Eph and Nora dig around in the plane’s cargo hold and find lots of little wormy things and more dirt. They put a couple in a box (what about all the rest?) and go to look at the coffin – it’s vanished! It was pinched by something that moves very fast.
Gus finds the van he’s been asked to pick up. The coffin is (quite prominently) in the back. But all big vehicles are being stopped on the way out, and he’s no exception. Until Jim arrives and lets him go – he’s been bribed too by shady Stoneheart! Duplicity abounds.
The medical examiner is still slicing and dicing late into the night. There are “new organs” in the bodies, which move on their own, and are full of worms! One tries to bury itself into his hand, but he pulls it out. However, several of the dead are now up and about… entrails dragging on the floor… and they all attack him at once.
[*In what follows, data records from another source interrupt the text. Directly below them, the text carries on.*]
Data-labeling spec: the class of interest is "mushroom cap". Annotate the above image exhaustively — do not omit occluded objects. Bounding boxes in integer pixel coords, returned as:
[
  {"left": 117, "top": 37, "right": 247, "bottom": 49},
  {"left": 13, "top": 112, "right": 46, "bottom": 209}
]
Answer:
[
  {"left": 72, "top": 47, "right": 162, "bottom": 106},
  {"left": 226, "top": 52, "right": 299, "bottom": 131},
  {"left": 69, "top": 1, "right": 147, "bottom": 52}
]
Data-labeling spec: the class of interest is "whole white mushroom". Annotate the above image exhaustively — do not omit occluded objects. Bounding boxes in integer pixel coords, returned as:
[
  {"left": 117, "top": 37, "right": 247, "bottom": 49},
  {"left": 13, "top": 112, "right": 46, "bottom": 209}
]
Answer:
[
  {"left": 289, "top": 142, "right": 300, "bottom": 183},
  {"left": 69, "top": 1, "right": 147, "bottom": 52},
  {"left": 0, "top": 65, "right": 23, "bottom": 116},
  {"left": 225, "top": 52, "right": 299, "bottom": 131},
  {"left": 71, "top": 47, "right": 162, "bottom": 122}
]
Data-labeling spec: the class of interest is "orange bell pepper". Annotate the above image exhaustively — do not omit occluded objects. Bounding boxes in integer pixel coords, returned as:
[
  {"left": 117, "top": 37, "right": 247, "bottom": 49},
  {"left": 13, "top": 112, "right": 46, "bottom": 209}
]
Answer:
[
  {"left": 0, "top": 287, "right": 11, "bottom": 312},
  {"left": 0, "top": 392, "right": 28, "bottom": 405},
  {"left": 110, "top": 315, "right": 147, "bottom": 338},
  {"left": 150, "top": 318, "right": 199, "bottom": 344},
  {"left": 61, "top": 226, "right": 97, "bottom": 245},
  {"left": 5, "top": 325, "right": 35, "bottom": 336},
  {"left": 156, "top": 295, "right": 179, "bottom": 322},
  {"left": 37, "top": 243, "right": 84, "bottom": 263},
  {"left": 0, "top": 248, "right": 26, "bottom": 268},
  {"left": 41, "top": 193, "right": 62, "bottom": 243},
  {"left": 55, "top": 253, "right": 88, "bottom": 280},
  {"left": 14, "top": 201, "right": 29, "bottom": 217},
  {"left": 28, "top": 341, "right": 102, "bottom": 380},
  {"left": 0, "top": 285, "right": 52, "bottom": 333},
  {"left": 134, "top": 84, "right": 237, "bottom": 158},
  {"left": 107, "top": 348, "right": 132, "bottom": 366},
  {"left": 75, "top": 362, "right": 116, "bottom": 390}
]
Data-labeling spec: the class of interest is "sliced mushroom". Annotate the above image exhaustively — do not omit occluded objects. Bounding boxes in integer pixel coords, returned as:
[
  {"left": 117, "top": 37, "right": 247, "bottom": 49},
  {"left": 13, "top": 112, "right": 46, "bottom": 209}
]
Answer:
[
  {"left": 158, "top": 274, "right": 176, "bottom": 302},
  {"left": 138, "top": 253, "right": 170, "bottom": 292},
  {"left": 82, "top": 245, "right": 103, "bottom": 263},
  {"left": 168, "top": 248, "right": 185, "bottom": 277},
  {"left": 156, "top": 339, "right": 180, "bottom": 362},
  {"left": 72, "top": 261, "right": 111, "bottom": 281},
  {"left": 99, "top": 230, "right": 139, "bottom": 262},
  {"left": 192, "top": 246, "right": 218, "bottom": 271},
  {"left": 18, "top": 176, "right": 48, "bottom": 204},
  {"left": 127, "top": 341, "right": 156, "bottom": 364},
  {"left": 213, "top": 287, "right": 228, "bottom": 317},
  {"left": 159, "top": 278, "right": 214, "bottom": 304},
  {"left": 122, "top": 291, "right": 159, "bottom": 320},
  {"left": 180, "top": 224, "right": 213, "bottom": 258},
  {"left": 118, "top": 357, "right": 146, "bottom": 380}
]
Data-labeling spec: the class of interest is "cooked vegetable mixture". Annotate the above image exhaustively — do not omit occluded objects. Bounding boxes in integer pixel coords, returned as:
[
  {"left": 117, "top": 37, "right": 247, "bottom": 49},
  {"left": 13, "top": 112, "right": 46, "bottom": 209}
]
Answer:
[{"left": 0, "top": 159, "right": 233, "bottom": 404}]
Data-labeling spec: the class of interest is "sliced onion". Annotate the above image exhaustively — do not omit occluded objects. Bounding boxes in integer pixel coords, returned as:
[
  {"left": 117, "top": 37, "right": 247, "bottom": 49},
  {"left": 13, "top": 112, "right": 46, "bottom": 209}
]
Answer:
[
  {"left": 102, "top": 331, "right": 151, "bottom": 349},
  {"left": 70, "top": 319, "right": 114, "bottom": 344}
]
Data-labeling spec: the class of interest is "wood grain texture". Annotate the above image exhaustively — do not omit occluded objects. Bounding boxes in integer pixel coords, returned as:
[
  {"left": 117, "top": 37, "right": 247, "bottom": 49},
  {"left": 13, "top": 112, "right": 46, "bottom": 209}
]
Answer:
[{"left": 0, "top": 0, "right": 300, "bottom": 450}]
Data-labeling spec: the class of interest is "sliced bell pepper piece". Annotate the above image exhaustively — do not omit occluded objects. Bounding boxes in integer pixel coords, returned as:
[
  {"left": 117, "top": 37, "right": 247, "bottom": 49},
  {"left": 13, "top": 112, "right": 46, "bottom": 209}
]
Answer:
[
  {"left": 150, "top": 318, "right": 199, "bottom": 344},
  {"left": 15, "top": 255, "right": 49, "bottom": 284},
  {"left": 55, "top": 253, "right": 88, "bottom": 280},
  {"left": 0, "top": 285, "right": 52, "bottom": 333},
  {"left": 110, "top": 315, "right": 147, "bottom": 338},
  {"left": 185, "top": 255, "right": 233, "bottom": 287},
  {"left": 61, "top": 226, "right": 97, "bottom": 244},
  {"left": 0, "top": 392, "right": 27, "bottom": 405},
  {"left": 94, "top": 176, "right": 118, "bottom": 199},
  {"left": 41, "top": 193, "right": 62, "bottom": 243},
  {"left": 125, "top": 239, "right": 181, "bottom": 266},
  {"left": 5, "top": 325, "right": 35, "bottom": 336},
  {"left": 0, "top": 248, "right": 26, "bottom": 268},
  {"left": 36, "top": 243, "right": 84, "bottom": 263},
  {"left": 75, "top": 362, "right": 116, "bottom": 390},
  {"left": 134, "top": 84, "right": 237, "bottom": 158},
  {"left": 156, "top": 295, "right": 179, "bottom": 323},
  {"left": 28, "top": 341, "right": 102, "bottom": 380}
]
The CDC have lost the coffin, but still have their worm samples. Abraham has ended up in the drunk tank, where a guy points out his old holocaust tattoo. The creepy Stoneheart guys remark on Abraham’s presence at the airport. The van is on it’s way across the bridge. Gus speaks to his family on the phone (who are cooking breakfast and drinking beer at 4am?!) – his brother was the one who held up the pawn shop earlier in the day. And the father who was looking for his dead daughter at the airport reaches home and breaks down in tears… until she appears at the door… and blinks like a lizard.
First Impressions:
I’ve not (yet!) read the series of novels, so I’m coming to this show cold. I can immediately see a few small nods to del Toro’s previous movies. The “creature” which appears in the guise of a hooded figure is reminiscent of Mimic (1997), and cursed objects giving some semblance of immortality features heavily in Cronos (1993). In addition to the more obvious references to Bram Stoker’s Dracula, with the “coffin” full of earth and the vampiric nature of the virus (or is it a parasite?) and it’s transmission. With the infected themselves becoming a cross between vampires and zombies, I can foresee a lot of characters ending up “dead: but won’t lie down”…
Unanswered Questions:
- What’s with Eph’s milk obsession?
- Why did The Stoneheart Group arrange for the box and it’s contents to be smuggled to the US?
- What happens at dawn?
Spurious Quarantine Procedures:
I truly hope the real CDC have more robust quarantine procedures than are depicted here! If there really were a contagion, it’s not just the survivors who would need to be confined, but EVERYTHING; all of the deceased, the cargo, the plane itself. The medical examiner performing the autopsies would be in full hazmat gear, and in no way would you be allowed to carry samples of the wormy things – one of the sources of infection – in your pocket?! If I were a gambler, my money would be on the monsters to win this one..
My Favourite Bit:
The creature going all “the mountain and the viper” (you know what I mean!) on that guy Bishop. Messy!
Overall Rating:
4 out of 5 Stars
Fun and engaging storytelling, even if their scientific method could do with a refresher course!